Course Projects (Worth: 35%)

Project due before midnight Monday April 15 as .pdf sent to hinton@cs.toronto.edu

Please email a yourname.pdf report to csc2535ta1@cs.toronto.edu

General Guidelines

The idea of the project is to give you some experience in trying to do a small piece of original research in machine learning, or in studying a specific learning algorithm in depth. What we expect to see is an empirical investigation of a variation of a known learning algorithm, or an investigation of a known learning algorithm on a new dataset. You need to describe the algorithm clearly, relate it to existing work, implement it, and test it on a small scale problem. To do this you will need to write code, run it on some data, make some figures, read a few background papers, collect some references, and write a few pages describing your task, the algorithm(s) you used and the results you obtained. You are not expected to spend the time that would be required for a conference paper! The whole project should take about a week of full-time work to do and about two days to write-up. Projects can be done individually, or in pairs. Of course, the expectations will be higher for pair projects.

Specific Requirements

Your submission must include at least two figures which graphically illustrate quantitative aspects of your results, such as training/testing error curves, learned parameters, algorithm outputs, input data sorted by results in some way, etc. Your submission must include at least 3 references to previously published papers or book sections. Your submission should follow the generally accepted style of paper writing: include an introduction section to motivate your problem and algorithm, a section describing your approach and how it compares to previous work, a section outlining the experiments you ran and the results you obtained, and a short conclusions section to sum up what you discovered. We are expecting the report for a single person project to be 5 to 10 pages. You can write it up in whatever format you prefer, but the submitted version must be sent as a .pdf.
**Note: If you choose to do a project that is not one of the suggested projects below, you should make an appointment with Geoffrey Hinton soon to discuss it.

Marking Scheme

The projects will be marked out of 35, with each point being worth 1% of your final grade. The following criteria will be taken into account when marking:
1. Clarity/Relevance of problem statement and description of approach.
2. Discussion of relationship to previous work and references.
3. Design and execution of experiments.
4. Figures/Tables/Writing: easily readable, properly labeled, informative.

Friendly Advice

  • Be selective!
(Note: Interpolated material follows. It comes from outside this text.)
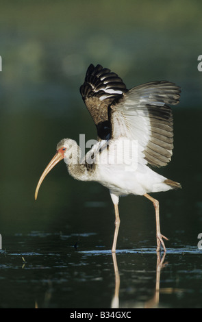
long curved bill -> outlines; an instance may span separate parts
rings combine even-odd
[[[45,179],[45,177],[47,175],[49,172],[50,172],[50,171],[53,168],[53,166],[55,166],[55,165],[56,165],[57,163],[58,163],[60,161],[61,161],[61,160],[62,160],[63,158],[64,158],[63,154],[61,153],[60,152],[57,152],[55,156],[53,156],[51,161],[49,163],[49,164],[47,165],[47,166],[45,169],[44,172],[41,175],[41,177],[39,179],[39,182],[38,182],[38,185],[37,185],[36,190],[35,190],[35,195],[34,195],[35,200],[37,199],[38,192],[39,190],[40,186],[43,179]]]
Don't choose a project that has nothing to do with machine learning. Don't investigate an algorithm that is clearly doomed to failure or un-implementable. Don't attack a problem that is irrelevant, ill-defined or unsolvable.
  • Be honest! You are not being marked on how good the results are. It doesn't matter if your method is worse than the ones you compare to. What matters is that you try something sensible, clearly describe the problem, your method, what you did, and what the results were.
  • Be modest! Don't pick a project that is way too hard. Usually, if you select the simplest thing you can think of to try, and do it carefully, it will take much longer than you think.
  • Have fun! If you pick something you think is cool, that will make getting it to work less painful and writing up your results less boring.

    Suggested Projects

    1. Train a Deep Boltzmann Machine with two hidden layers on a set of binary vectors. Investigate the effect of pretraining on the speed of training and on the quality of the examples generated by the trained DBM. This project is mainly about implementing the rather complicated algorithm described in the reading for that lecture.

    2. Compare different energy functions for modeling image patches using contrastive backpropagation. First, replicate the model in the notes for lecture 3b that uses two layers of logistic hidden units to learn to model a two-dimensional density composed of four squares that contain the data. The hybrid Monte Carlo method that you will need to use is explained in “Probabilistic inference using Markov chain Monte Carlo methods”, Neal (1993). For this example, it is probably sufficient to use CD1 without any repetitions of the choice of random momentum in the trajectory that is used to get the “negative” data. Once your code works on this toy problem, try using contrastive backpropagation with multi-layer feedforward neural nets of various designs with various energy functions to learn a model of the 8x8 image patches that can be found at:
    http://www.cs.toronto.edu/~hinton/data/patches.mat
    You might need to use a relatively small training set with a relatively small feedforward net in order to get your experiments finished in time. Your report should discuss the effects of using different feed-forward architectures, different energy functions and different versions of the training procedure. You obviously do not have time to systematically explore all of these variations so it would be sufficient to have one “standard” model and to report the effects of one sensible variation of the network architecture, one sensible variation of the training procedure and one sensible variation of the energy function.